Lan Barnes wrote:
On Mon, March 26, 2007 12:42 am, Ralph Shumaker wrote:
Lan Barnes wrote:
Nobody is trying to stamp out religion in politics, prayer in school, or
any other religious freedom. What people like me want to stop is enforced
religious observation, no matter how benign. As Molly Ivins used to point
out, there's plenty of prayer in schools, especially just before math
tests.

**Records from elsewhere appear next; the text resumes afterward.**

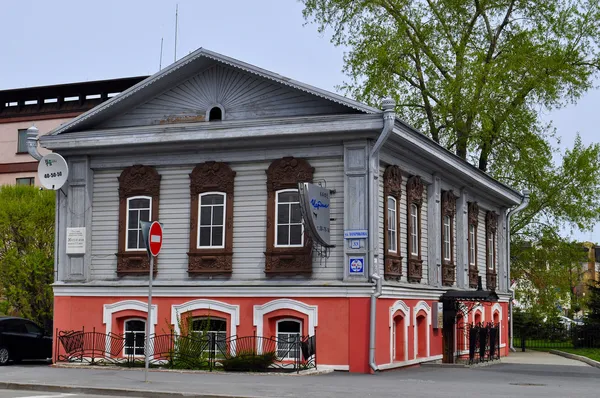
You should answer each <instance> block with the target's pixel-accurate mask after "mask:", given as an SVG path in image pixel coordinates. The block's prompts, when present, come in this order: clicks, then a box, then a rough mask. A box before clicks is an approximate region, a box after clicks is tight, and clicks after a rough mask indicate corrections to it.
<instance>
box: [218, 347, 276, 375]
mask: <svg viewBox="0 0 600 398" xmlns="http://www.w3.org/2000/svg"><path fill="white" fill-rule="evenodd" d="M276 359H277V355H276V354H275V352H274V351H271V352H266V353H264V354H255V353H253V352H240V353H238V355H236V356H234V357H231V358H228V359H223V360H222V361H221V364H222V365H223V369H224V370H226V371H230V372H264V371H266V370H267V369H269V367H270V366H271V365H272V364H273V363H274V362H275V360H276Z"/></svg>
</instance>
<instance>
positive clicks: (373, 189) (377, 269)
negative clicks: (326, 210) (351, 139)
mask: <svg viewBox="0 0 600 398" xmlns="http://www.w3.org/2000/svg"><path fill="white" fill-rule="evenodd" d="M381 107H382V109H383V129H382V130H381V134H379V138H378V139H377V141H376V142H375V145H374V146H373V148H372V149H371V151H370V152H369V159H368V162H369V168H368V176H367V177H368V205H369V269H370V279H371V281H372V282H374V283H375V286H374V292H373V293H372V294H371V308H370V316H369V366H370V368H371V369H372V370H373V372H378V371H379V368H378V367H377V364H376V363H375V334H376V327H375V326H376V320H377V298H378V297H379V296H381V290H382V278H381V276H380V275H379V271H378V268H379V264H378V262H377V259H376V254H375V253H376V251H377V247H376V244H375V234H376V233H377V226H376V224H375V220H379V218H378V214H377V211H378V209H377V205H378V203H377V199H376V198H377V196H378V192H377V190H376V184H375V183H376V182H377V181H378V180H379V151H380V150H381V148H382V147H383V144H384V143H385V141H386V140H387V139H388V137H389V136H390V134H391V133H392V130H393V129H394V121H395V120H396V113H395V111H394V110H395V108H396V103H395V102H394V100H392V99H389V98H386V99H384V100H383V101H382V103H381Z"/></svg>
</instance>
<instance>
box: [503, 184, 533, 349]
mask: <svg viewBox="0 0 600 398" xmlns="http://www.w3.org/2000/svg"><path fill="white" fill-rule="evenodd" d="M527 206H529V189H527V188H525V189H523V201H522V202H521V204H520V205H519V206H517V207H515V208H514V209H512V210H509V211H508V214H507V215H506V246H507V247H506V254H507V256H506V271H507V272H506V288H507V290H508V291H509V292H510V302H509V303H508V308H509V312H510V314H509V319H510V344H509V349H510V351H511V352H516V351H517V350H515V347H514V345H513V336H514V333H513V300H514V299H515V291H514V290H512V289H511V288H510V261H511V260H510V219H511V218H512V216H514V215H515V214H518V213H519V212H521V210H523V209H525V208H526V207H527Z"/></svg>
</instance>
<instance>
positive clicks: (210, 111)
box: [208, 106, 223, 122]
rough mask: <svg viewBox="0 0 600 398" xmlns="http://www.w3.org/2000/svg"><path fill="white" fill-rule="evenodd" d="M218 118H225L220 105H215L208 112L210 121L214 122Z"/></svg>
mask: <svg viewBox="0 0 600 398" xmlns="http://www.w3.org/2000/svg"><path fill="white" fill-rule="evenodd" d="M216 120H223V113H222V112H221V108H219V107H218V106H215V107H213V108H212V109H211V110H210V112H209V114H208V121H209V122H214V121H216Z"/></svg>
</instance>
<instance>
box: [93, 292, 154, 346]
mask: <svg viewBox="0 0 600 398" xmlns="http://www.w3.org/2000/svg"><path fill="white" fill-rule="evenodd" d="M129 310H133V311H140V312H143V313H145V314H146V322H147V318H148V303H144V302H143V301H139V300H123V301H119V302H116V303H112V304H104V311H103V315H102V323H104V324H105V325H106V334H109V333H113V331H112V317H113V314H115V313H117V312H121V311H129ZM157 313H158V306H157V305H156V304H152V309H151V314H150V336H152V335H153V334H154V328H155V325H156V324H157V321H158V316H157ZM106 354H107V355H110V339H106ZM149 354H150V356H152V354H153V350H152V347H150V349H149Z"/></svg>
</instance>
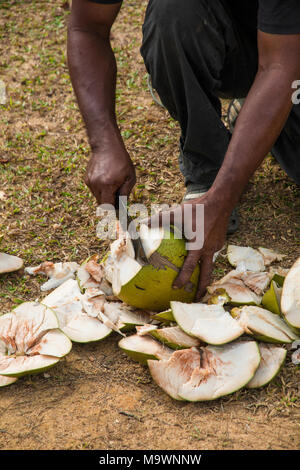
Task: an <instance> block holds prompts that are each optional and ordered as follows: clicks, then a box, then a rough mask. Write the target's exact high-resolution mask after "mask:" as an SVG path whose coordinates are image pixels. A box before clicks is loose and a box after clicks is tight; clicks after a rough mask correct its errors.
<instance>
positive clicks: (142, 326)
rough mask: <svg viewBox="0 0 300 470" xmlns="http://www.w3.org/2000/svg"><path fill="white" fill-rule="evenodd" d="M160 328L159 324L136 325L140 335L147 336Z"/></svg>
mask: <svg viewBox="0 0 300 470" xmlns="http://www.w3.org/2000/svg"><path fill="white" fill-rule="evenodd" d="M157 329H158V326H156V325H148V324H146V325H143V326H137V327H136V332H137V335H138V336H147V335H149V333H151V332H152V331H155V330H157Z"/></svg>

What is NOT acceptible is that any publicly funded school REQUIRE
any kids (or faculty, for that matter) to pray to anything.

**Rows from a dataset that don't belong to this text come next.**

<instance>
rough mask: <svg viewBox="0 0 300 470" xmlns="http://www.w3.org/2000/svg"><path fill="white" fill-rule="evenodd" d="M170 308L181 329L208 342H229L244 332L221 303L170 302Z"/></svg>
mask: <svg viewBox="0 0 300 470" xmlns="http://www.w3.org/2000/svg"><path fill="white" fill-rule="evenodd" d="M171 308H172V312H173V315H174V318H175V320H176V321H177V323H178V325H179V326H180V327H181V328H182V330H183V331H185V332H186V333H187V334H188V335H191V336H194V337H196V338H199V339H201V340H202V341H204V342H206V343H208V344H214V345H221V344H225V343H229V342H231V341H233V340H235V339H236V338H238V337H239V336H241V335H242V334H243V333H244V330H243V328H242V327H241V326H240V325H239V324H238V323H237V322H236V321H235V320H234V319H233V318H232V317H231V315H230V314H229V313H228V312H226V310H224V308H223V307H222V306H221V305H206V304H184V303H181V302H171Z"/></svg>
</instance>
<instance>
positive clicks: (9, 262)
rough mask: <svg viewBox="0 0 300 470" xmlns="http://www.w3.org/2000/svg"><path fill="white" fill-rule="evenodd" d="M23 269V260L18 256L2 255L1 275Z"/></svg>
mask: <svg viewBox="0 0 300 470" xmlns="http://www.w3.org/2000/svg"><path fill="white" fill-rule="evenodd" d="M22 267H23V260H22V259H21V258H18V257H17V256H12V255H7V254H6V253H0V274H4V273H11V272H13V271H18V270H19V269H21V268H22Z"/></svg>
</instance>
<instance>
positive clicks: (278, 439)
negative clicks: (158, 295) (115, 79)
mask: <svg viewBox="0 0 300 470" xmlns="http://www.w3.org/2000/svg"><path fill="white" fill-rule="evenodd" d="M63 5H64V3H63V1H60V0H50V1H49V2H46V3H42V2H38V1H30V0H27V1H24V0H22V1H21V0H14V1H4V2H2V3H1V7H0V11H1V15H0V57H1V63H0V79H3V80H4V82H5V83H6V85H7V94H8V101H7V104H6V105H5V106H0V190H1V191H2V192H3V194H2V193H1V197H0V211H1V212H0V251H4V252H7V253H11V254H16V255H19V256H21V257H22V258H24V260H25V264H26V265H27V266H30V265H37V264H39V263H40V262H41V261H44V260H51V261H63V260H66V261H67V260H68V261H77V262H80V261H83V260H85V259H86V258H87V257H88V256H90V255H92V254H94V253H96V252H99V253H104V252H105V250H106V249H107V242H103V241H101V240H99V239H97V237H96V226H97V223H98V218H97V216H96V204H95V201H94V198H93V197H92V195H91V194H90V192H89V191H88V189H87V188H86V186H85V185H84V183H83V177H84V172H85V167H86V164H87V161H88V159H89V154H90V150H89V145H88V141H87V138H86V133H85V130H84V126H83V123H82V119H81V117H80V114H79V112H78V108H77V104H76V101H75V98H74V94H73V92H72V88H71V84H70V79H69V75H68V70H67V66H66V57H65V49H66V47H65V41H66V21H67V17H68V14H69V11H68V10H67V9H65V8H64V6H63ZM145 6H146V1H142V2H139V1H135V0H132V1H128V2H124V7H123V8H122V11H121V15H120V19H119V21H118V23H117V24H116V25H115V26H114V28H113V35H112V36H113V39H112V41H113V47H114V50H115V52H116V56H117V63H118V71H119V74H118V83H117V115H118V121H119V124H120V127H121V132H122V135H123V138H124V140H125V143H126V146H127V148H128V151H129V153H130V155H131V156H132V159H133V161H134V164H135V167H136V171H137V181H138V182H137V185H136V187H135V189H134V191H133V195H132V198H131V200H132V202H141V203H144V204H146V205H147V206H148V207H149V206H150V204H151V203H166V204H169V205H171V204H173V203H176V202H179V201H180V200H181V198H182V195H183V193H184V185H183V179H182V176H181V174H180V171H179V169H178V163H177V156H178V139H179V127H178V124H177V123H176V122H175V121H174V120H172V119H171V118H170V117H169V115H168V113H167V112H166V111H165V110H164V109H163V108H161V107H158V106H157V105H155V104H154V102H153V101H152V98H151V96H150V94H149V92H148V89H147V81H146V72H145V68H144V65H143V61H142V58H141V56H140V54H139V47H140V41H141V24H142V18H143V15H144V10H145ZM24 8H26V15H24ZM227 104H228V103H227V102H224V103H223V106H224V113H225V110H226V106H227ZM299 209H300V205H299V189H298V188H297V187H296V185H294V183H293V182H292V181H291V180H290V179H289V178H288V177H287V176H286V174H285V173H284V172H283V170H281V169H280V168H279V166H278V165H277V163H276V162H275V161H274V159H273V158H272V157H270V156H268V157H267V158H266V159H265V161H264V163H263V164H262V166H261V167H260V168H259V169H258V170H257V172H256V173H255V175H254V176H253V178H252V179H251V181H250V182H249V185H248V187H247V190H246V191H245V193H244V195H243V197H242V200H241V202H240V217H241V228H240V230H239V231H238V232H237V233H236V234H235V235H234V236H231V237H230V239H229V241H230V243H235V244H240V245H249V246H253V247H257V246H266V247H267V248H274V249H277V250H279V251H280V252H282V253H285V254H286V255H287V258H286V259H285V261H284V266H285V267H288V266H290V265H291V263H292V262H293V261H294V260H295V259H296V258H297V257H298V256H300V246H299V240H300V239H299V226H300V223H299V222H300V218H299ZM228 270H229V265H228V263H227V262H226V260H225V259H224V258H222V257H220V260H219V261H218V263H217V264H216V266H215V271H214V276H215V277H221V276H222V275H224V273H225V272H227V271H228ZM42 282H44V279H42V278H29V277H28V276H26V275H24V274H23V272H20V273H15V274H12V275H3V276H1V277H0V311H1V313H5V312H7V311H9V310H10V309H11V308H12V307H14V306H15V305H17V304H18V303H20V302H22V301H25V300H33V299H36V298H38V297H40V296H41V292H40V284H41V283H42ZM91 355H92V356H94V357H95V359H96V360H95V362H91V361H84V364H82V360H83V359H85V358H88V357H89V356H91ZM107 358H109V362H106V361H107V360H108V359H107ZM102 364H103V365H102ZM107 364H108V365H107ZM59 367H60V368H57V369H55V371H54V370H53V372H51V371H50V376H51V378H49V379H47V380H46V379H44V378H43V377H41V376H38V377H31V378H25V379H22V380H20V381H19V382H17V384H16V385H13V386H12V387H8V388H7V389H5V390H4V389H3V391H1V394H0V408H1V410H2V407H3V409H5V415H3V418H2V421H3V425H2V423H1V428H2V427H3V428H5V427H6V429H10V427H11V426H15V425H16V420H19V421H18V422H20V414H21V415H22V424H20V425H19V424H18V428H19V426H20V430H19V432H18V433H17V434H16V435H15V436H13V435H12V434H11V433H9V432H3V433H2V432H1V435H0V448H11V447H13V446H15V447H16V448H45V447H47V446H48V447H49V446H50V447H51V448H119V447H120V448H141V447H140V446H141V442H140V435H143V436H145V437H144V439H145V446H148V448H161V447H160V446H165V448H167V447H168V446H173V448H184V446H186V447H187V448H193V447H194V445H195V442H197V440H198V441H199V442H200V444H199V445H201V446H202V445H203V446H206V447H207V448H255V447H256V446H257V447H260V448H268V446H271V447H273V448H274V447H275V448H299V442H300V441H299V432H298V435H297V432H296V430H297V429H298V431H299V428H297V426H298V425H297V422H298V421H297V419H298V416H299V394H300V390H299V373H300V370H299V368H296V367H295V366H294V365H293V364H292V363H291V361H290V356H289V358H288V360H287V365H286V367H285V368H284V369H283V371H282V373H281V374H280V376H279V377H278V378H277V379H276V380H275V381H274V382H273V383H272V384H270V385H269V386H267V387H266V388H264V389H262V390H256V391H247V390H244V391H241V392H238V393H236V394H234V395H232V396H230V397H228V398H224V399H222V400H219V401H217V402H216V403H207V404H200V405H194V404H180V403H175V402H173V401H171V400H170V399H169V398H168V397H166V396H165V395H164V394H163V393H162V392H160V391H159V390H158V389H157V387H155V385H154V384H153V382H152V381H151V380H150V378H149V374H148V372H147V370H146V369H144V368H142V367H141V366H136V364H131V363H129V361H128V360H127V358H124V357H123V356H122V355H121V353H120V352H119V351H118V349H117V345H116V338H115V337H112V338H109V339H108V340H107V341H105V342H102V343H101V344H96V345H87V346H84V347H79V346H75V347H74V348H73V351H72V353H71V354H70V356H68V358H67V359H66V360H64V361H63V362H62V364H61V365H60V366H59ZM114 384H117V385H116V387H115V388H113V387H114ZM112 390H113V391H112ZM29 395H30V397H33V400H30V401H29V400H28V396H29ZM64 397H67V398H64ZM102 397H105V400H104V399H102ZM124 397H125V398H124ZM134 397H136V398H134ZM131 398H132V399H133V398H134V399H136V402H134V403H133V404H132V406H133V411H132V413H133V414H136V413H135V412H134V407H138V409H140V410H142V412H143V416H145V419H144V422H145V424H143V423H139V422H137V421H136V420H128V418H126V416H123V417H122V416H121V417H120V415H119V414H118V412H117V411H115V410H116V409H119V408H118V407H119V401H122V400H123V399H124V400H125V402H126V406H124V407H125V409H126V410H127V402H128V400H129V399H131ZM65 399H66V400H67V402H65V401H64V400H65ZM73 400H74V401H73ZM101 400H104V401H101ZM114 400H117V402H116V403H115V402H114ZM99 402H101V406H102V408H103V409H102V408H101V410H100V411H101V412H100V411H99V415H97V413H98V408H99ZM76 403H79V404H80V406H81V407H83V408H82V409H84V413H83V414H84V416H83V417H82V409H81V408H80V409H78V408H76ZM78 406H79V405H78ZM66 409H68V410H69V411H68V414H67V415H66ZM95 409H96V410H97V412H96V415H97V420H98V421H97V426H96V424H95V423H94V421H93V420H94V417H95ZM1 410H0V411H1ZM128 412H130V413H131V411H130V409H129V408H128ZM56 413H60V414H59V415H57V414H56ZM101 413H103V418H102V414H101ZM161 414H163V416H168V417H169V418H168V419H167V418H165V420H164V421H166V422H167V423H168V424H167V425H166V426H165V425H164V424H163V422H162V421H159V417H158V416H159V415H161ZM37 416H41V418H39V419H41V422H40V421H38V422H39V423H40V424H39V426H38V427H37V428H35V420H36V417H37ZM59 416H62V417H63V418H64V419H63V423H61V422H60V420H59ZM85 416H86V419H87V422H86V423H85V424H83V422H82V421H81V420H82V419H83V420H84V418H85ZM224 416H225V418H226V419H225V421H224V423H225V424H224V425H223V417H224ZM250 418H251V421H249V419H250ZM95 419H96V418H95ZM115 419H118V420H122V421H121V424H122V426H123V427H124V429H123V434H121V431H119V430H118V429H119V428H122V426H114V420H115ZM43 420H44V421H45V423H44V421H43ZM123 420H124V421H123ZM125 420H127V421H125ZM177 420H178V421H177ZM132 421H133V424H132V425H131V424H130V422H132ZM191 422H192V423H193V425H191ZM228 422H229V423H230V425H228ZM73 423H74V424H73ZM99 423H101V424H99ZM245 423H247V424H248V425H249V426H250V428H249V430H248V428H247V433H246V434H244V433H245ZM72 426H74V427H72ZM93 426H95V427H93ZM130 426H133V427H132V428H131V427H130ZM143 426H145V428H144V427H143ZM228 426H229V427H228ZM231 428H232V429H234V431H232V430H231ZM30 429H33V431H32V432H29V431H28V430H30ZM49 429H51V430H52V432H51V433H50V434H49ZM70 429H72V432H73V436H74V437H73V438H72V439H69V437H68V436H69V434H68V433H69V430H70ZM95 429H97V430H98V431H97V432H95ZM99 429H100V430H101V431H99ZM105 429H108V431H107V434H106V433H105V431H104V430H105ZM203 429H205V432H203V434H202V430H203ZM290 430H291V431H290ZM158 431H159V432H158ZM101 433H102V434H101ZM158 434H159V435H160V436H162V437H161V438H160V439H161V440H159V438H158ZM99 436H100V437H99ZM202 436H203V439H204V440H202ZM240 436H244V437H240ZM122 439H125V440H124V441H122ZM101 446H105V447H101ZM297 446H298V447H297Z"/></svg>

... *or* "REQUIRE any kids (or faculty, for that matter)" NOT to
publicly do so on publicly funded property.
The courts have ruled, I think with some wisdom, that almost all of these
"voluntary" pray-with-me events have applied enough psychological pressure
to not pass a reasonable person's definition of voluntary.
I can agree with that, to a point.
I don't know if any cases have been referred in which the prayer event is
more clearly voluntary. If, for example, the valedictorian said at the
start of her speech, "Right after graduation I plan to thank Jesus in the
south east corner of the cafeterria, and if anyone wants to join me, I'd
be real tickled": well, I can't see any court banning that very personal
invitation.
Conceded.
But consider this: You're 16 or 18 and just made the varsity football
squad, and in the locker room before your first real game, the coach
suddenly says "Let's pray to Jesus for victory," and everybody drops to
one knee, bows, and thrusts their hands into a circle; are you going to
hang back and say "aw, come ON, give me a freaking break!", no matter what
your true feelings?
If he says "Let's pray to Odin (or whichever one that is *not* my own)",
I'll be saying "That's ok. I'll pray to my own God. Thank you."

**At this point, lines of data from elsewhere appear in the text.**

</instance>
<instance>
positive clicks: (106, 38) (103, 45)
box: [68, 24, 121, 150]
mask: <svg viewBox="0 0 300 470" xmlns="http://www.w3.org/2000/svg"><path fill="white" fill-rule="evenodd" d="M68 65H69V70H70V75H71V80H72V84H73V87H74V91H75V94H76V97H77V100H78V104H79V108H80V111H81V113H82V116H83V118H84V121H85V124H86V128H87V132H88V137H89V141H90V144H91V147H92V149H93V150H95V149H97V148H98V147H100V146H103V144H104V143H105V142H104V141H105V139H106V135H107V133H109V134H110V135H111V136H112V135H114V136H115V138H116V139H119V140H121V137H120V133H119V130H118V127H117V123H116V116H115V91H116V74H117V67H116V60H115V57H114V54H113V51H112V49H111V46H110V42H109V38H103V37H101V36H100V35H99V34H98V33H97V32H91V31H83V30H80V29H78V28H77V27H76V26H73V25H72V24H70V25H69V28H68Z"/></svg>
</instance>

(Actually, I did stuff like that in my high school, where we still had
mandatory bible classes, and it was a source of constant friction. So when
I talk about Paul being anti-sex and anti-woman, I do so from a position
of someone who has read all the epistles, albeit at gun point.)
It would seem that you had motive to villify him. I may have too, given
a different setting.
BTW, I put Jesus in both my examples not because I have anything against
him or people who see his as a savior, but because I wanted to make it
clear that there was sectarian content. It could as well have been "to
Allah" or "to the Earth Mother."
But even unitarian/deist feel-good prayers to no one in particular are
kind of offensive to a secular humanist like me who believes that people
need to take responsibility for their own futures, rather than fobbing it
off on the supernatural.
I don't "fobb it off on the supernatural". My God doesn't support the
lazy and undriven. He expects drive and ambition. He advises us: "A
prudent man sees the destruction coming, and hides himself: but the
simple pass on and are punished." This doesn't say that the prudent man
drops to his knees in prayer when he sees trouble coming. God tells us
to take care of our own daily deliverence. God wants us to work hard
and accomplish things. But He also wants us to confide in Him and trust
Him with our weaknesses as well as our ambitions. He also wants us to
be concerned with our more distant future, our future beyond our mortal
life. He advises us to be more concerned with that future, than with
our mortal future. He doesn't want us to disregard either one, but to
have less regard for the temporal one than the eternal one, because the
eternal one is set within the temporal one, and since none of us knows
when that one will end, "behold, now is the accepted time; behold, now
is the day of salvation". It behooves us to find out ASAP whether or
not God has spoken and what He requires of us. Tomorrow may be too late.